Le 14 juin, un homme de 43 ans s’est suicidé. Sa famille était menacée d’expulsion par Blackstone. Des manifestations ont eu lieu sous le slogan : ‘‘ce ne sont pas des suicides, ce sont des assassinats’’. La pression de la rue a poussé le conseil municipal à discuter d’une nouvelle loi : l’obligation pour les promoteurs de réserver 30% des nouveaux bâtiments et des rénovations aux logements à loyer social, loi approuvée le 17 juin. La victoire est d’autant plus importante qu’elle montre la voie à suivre : celle de la construction d’un rapport de force dans la rue.
Cela n’enlève toutefois rien à la nécessité de construire des logements sociaux publics. En deux ans, la mairie en a construit 750 et elle a pris un crédit pour en construire 2.000 de plus, un effort qu’aucune autre autorité n’a fait auparavant. Le problème reste entier : le taux de logements sociaux à Barcelone est de 1,5%. Tout comme la PAH, nous estimons qu’il faut tendre à atteindre 20% de logements sociaux pour que la pression soit suffisante sur les loyers privés. À Saint Gilles, Gauche Communes propose de construire 3.000 logements sociaux publics. À Barcelone, il faudrait en construire 120.000 de plus.
La lutte pour l’accès à l’eau
A Barcelone, l’eau est gérée par Agbar, une filiale de la très rentable multinationale française Suez. Une ressource comme l’eau devrait être un bien commun. Colau a proposé au conseil municipal un projet de consultation pour une gestion publique et démocratique de l’eau. Le projet reste bloqué, tous les groupes ont voté contre, en dépit d’études qui montrent que 70% de la population y est favorable.
Une plateforme composée de voisins, de syndicats et d’organisations écologistes a été formée, sans que la mobilisation ne prenne la même dynamique que pour le logement. La pression fut insuffisante.
Pour un front des villes rebelles
Les confluences de gauche ont aussi gagné les élections à Madrid, Cadix, Saragosse, La Corogne,… Elles pourraient utiliser ces positions élues pour organiser un front de communes rebelles.
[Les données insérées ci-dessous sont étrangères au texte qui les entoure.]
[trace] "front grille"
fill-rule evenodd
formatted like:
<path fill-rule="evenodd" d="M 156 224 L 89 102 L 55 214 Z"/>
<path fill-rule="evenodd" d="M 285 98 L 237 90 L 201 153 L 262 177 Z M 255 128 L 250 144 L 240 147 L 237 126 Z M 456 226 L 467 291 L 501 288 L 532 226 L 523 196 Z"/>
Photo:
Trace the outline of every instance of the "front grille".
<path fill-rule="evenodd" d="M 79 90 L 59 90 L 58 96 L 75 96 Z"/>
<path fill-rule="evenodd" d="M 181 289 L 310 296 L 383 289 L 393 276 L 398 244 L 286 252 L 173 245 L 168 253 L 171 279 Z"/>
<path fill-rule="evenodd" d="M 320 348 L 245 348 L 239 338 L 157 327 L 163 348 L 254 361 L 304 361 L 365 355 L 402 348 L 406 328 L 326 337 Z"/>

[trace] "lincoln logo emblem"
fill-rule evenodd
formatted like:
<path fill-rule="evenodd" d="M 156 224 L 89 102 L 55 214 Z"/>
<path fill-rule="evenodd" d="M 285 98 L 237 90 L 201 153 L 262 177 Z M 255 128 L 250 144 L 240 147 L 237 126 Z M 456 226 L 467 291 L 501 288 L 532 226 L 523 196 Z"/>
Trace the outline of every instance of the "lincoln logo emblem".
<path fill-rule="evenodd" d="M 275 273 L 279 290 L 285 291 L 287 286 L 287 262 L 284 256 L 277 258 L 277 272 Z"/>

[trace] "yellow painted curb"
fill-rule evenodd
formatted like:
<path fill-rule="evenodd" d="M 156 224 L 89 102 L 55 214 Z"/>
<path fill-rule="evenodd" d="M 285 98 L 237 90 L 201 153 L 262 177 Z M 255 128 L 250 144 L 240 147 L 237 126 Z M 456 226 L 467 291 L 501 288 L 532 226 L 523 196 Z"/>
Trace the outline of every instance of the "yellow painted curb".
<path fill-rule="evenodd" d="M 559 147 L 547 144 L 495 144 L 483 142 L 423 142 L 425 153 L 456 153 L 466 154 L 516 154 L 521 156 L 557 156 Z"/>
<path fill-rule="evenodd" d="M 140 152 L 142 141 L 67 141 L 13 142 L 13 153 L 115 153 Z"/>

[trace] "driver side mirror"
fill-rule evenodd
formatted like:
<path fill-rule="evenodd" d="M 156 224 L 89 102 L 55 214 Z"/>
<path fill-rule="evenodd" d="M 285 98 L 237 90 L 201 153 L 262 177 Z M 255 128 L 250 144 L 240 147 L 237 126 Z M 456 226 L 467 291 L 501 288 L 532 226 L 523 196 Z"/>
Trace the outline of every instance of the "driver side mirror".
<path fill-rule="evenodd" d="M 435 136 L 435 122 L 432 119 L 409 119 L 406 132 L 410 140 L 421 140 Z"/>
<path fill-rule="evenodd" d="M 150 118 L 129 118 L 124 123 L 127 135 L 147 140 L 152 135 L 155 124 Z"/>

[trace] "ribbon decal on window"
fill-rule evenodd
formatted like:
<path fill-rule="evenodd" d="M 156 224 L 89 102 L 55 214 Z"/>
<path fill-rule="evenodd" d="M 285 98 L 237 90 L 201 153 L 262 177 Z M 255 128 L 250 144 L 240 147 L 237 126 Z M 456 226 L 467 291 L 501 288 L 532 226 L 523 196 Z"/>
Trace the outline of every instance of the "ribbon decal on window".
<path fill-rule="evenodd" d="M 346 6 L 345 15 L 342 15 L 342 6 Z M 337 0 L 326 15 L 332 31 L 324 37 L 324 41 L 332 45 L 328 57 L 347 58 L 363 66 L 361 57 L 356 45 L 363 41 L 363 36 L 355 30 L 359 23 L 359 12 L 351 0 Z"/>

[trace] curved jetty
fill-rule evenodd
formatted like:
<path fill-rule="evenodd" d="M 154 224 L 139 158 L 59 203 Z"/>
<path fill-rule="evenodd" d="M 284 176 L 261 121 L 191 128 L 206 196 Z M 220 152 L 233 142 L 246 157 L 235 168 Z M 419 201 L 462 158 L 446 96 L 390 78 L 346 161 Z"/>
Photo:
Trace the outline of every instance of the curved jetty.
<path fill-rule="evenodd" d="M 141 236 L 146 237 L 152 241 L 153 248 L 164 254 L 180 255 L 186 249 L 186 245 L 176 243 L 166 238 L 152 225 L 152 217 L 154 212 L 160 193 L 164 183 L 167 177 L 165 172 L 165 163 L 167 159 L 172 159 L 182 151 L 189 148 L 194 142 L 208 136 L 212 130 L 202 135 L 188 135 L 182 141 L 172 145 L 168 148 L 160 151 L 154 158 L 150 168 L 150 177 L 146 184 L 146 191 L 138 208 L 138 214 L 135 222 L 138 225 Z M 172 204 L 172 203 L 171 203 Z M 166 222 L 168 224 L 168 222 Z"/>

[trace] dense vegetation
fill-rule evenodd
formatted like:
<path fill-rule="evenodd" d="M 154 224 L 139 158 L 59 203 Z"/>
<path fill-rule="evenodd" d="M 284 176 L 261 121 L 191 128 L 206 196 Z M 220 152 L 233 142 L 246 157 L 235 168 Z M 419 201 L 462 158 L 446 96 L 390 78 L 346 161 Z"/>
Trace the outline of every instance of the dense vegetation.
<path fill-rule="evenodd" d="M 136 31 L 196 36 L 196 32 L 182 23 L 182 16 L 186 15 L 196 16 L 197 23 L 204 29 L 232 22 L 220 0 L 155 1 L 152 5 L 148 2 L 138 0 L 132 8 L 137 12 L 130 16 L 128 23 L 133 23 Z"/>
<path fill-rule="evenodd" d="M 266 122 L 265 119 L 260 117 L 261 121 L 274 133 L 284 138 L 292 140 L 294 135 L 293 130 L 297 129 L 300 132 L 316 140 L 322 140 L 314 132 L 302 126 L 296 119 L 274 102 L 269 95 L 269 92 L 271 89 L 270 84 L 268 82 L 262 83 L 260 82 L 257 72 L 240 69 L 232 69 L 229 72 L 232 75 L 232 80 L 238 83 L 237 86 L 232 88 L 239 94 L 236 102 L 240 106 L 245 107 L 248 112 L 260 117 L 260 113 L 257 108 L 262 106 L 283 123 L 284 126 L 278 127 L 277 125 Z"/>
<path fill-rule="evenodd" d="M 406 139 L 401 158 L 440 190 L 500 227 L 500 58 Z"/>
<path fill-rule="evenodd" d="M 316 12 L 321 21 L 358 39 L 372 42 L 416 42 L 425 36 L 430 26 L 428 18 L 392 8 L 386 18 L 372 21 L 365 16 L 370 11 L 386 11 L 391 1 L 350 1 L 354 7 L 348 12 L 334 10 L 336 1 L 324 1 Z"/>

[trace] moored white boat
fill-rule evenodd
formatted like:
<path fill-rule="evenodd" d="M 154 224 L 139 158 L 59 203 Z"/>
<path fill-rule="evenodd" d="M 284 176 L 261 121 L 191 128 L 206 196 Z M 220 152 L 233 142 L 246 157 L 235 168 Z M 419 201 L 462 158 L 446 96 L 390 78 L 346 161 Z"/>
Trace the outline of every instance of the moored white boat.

Crèches, logements, etc. : ce front pourrait défendre des budgets qui répondent aux nécessités sociales et les coupler à la mobilisation active de la population afin d’arracher un refinancement des villes. Une politique sociale pourrait alors être réellement appliquée alors qu’elle est bloquée par des budgets volontairement limités.